By default, before_after calls the after function only once. In this special case, this is very useful, because otherwise the stack will overflow (increment calls get_count, get_coun t also calls increment, and increment calls get_count ...).
This test failed because the count is equal to 1 rather than 2. Now we have a failed test that replays the competition condition and fix it together.
Prevent competition
We will use a simple lock mechanism to reduce competition. This is obviously not an ideal solution. a better solution is to store data using atomic updates-but this method can better demonstrate the role of before_after in testing multi-threaded applications.
Add a new function in incrmnt. py:
# incrmnt.py def locking_increment(): with db.get_lock(): return increment()
It ensures that only one thread reads and writes the count at a time. If a thread tries to obtain the lock while the lock is maintained by another thread, the CouldNotLock exception will be thrown.
Now we add such a test:
# test_incrmnt.py def test_locking_increment_race(self): def erroring_locking_increment(): # Trying to get a lock when the other thread has it will cause a # CouldNotLock exception - catch it here or the test will fail with self.assertRaises(db.CouldNotLock): incrmnt.locking_increment() with before_after.after('incrmnt.db.get_count', erroring_locking_increment): incrmnt.locking_increment() count = db.get_count() self.assertEqual(count, 1)

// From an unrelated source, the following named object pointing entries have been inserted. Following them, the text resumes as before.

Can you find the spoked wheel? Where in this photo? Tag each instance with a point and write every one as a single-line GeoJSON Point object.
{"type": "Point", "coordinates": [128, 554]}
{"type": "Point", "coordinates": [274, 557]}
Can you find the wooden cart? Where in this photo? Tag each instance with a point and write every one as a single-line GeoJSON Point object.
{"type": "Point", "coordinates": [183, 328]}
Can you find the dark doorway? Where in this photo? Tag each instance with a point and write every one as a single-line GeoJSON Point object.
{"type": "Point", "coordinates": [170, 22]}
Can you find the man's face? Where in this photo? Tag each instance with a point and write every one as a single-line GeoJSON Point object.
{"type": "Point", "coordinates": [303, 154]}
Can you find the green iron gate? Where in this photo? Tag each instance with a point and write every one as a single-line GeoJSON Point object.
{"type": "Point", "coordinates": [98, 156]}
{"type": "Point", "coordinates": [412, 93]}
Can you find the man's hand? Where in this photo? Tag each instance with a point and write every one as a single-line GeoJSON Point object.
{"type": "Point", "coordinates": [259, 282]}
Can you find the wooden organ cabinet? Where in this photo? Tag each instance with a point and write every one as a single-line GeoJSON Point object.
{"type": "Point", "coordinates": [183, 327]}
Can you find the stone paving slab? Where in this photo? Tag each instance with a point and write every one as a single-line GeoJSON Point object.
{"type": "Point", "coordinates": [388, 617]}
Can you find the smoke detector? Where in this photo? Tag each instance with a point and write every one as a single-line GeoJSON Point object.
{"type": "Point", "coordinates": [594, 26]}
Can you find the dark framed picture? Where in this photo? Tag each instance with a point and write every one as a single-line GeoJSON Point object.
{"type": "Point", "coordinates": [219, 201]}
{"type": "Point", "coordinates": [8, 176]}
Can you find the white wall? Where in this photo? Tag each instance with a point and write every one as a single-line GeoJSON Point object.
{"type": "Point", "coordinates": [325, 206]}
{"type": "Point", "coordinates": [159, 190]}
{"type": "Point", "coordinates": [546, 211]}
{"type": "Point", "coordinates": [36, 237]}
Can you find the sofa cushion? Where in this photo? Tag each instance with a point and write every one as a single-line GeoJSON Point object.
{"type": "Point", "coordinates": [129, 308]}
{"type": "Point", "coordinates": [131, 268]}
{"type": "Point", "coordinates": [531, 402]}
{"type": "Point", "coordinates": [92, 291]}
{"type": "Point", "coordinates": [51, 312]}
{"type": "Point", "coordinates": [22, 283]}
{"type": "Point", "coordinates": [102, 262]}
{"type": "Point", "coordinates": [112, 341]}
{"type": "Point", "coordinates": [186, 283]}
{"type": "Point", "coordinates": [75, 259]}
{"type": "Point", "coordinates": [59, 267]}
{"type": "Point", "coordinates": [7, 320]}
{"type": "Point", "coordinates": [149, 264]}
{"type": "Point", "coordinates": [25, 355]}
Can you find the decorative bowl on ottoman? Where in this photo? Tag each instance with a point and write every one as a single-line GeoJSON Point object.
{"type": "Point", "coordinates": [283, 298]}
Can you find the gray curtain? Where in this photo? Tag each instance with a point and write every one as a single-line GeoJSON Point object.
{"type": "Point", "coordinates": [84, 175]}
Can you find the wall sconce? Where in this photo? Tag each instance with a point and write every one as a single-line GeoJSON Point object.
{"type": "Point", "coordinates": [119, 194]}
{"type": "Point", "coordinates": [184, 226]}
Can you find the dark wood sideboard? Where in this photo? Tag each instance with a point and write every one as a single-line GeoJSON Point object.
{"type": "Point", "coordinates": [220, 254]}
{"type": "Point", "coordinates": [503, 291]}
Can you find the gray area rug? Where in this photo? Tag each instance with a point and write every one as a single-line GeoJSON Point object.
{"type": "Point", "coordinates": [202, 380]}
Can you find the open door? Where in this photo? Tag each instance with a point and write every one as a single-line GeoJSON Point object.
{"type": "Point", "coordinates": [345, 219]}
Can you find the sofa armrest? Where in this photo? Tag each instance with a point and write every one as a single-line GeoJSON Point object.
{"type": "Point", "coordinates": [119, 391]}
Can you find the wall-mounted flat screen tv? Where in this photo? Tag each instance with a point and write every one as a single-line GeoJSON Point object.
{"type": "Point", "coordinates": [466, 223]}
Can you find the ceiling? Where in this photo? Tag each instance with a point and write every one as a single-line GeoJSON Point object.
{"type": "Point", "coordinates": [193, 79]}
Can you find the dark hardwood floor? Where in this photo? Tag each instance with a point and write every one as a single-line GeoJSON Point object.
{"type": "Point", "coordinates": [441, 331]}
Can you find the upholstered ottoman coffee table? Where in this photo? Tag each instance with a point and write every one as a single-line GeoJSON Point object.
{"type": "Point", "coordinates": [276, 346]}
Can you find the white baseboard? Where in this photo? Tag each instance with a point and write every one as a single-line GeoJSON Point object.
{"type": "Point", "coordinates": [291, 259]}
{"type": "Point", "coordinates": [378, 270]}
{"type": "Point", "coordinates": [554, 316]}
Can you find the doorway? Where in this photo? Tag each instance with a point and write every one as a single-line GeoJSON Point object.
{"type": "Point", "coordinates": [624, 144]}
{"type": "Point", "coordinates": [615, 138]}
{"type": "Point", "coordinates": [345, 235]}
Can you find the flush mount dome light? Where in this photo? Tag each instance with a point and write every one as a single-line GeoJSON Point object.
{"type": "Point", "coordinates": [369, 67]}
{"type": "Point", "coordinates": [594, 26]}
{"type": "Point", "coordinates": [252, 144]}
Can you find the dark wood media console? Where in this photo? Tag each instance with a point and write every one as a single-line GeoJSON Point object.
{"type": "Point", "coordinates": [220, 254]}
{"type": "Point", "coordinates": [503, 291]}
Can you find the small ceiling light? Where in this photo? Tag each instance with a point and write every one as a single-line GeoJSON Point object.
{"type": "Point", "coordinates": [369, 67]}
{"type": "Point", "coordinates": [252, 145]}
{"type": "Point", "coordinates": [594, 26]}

Now, at the same time, only one thread can increase the count.
Reduce Competition
We have another problem here. through the above method, if two requests conflict, one will not be registered. To alleviate this problem, we can reconnect the increment to the server (a simple method is to use something similar to funcy retry ):
# incrmnt.py def retrying_locking_increment(): @retry(tries=5, errors=db.CouldNotLock) def _increment(): return locking_increment() return _increment()
When we need more large-scale operations than this method, we can transfer increment to our database as an atomic update or transaction, let them take responsibility wherever they are away from our applications.
Summary
There is no competition for Incrmnt now, so people can happily click for a whole day without worrying that they will not be included.
This is a simple example, but before_after can be used for more complex competition conditions to ensure that your function can correctly handle all situations. Being able to test and reproduce the competitive conditions in a single-threaded environment is critical, allowing you to be more sure that you are dealing with the competition conditions correctly.